Around 2- 3 million years ago, our ancestors started to use fire to cook their meat and tools to cut it. These small steps were some of the biggest lifestyle changes in human evolution.

chimpanzee chewing fruit Up until then, our ancestors had been ripping into raw meat with their teeth and tearing off huge chunks.

The chimpanzee is our closest primate and will spend up to half of its day chewing its food. It is likely our ancestors would have had to dedicate a large portion of their day also to exercising their jaws to survive – chewing through raw food to tenderise it so it could cut and ground by the teeth and eaten. As a result, our ancestors had large muscular jaws which took up a vast area of the skull.

In contrast, today’s humans have fairly small jaws and this is due to the use of those tools to help cut meat, and cooking to tenderise and soft it. Cutting meat up into more manageable portions meant that our ancestors did not have to spend so long chewing each piece of meat. Combine this with the discovery of fire and cooking to tenderise meat, render fat and connective tissue and thing became a lot more edible!  Therefore the process of eating was a quicker one, and the need for muscular jaws lessened as level of chewing diminished.

Taking time away from chewing meat meant that over time the jaw began to reduce in size.  This shift also allowed for more room for brain development. So basic tools and fire may have been a contributory in our development, especially of language skill which are associated with the larger brain of the homo sapiens (latin: wise person).

Why we chew our food

Chewing is essential for digestion and survival. Here comes the science bit:

Chewing secretes saliva which aids the breakdown of starches and fats through the enzymes contained within it. The act of chewing also sends neural messages to other parts of the body to begin the digestion process of the food. Digestive enzymes are released in the stomach also which will help break down the food and convert it to energy.

Our ancestors were on to a winner when they discovered the cooking and tools to begin softening and cutting their meat bacon sandwich into small portions. The act of cooking allows more nutrients to be accessed from many types of food than can be efficiently done eating raw food alone. And our tools allow us to effiently butcher the best cuts, and then cut them into edible portions at the dinner table!


Wolfing it down!

What this means is, that today we can theoretically spend a lot less time eating to get the nutrients we need into our system. However, that is not strictly the case – there are still processes in your body that need a bit of forewarning to signal that you are eating! they need to receive the signal that it is dinner time – so if you eat too quickly you’ve finished before they can get into gear.

Eating more slowly better for your health and weight!

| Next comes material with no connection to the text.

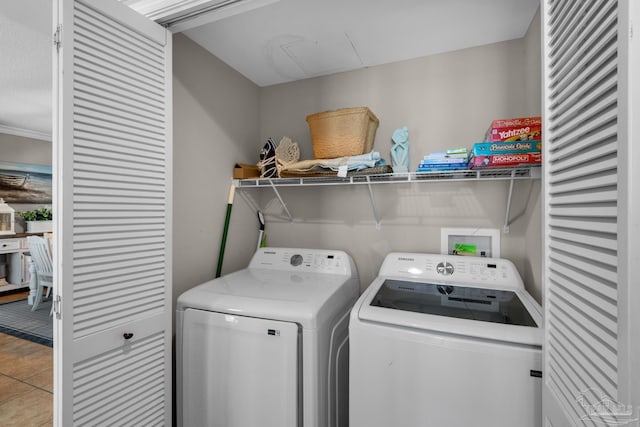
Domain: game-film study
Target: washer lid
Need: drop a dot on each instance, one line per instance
(306, 298)
(495, 314)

Eating more slowly, or precisely, chewing a bit more (so the food almost dissolves in your mouth) is shown to have many health benefits – and it is good for the waistline too.

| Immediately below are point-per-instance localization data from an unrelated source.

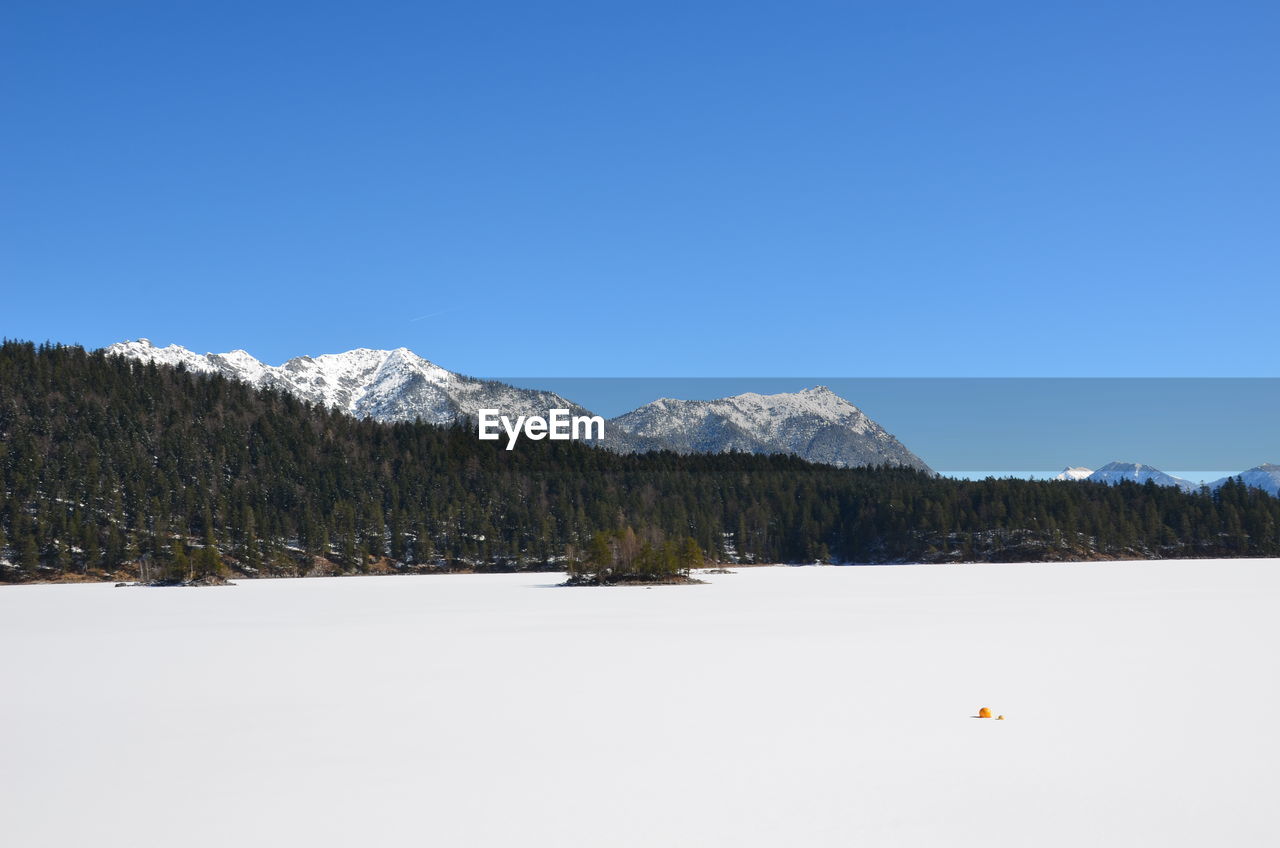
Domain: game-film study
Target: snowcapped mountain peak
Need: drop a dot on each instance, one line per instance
(814, 423)
(385, 384)
(1265, 477)
(1114, 473)
(398, 384)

By chewing more, you take longer to finish you meal, your body has a chance to deploy all its signals, enzymes and digestive tricks to ensure you process your meal in an optimal fashion.

Your body is able to take what it needs more efficiently, and more importantly, you will eat less and feel fuller. For example when you eat the same size meal but chew a bit more your stomach has enough time to send it “full” signal to the brain and suppress further appetite. Your stomach also is dealing with smaller matter, so the enzymes and chemical processes work that little bit more extracting all the goodness from your meal.

Devolve to Evolve

So whilst we have evolved and developed cooking and tools to help us eat, our body has not fully caught up, and still appreciates the slower pace of life.

Don’t rush your meals. Take your time. Socialise, talk and savour your food in good company with friends and family. And remember to “chew your food properly” as our mothers would say!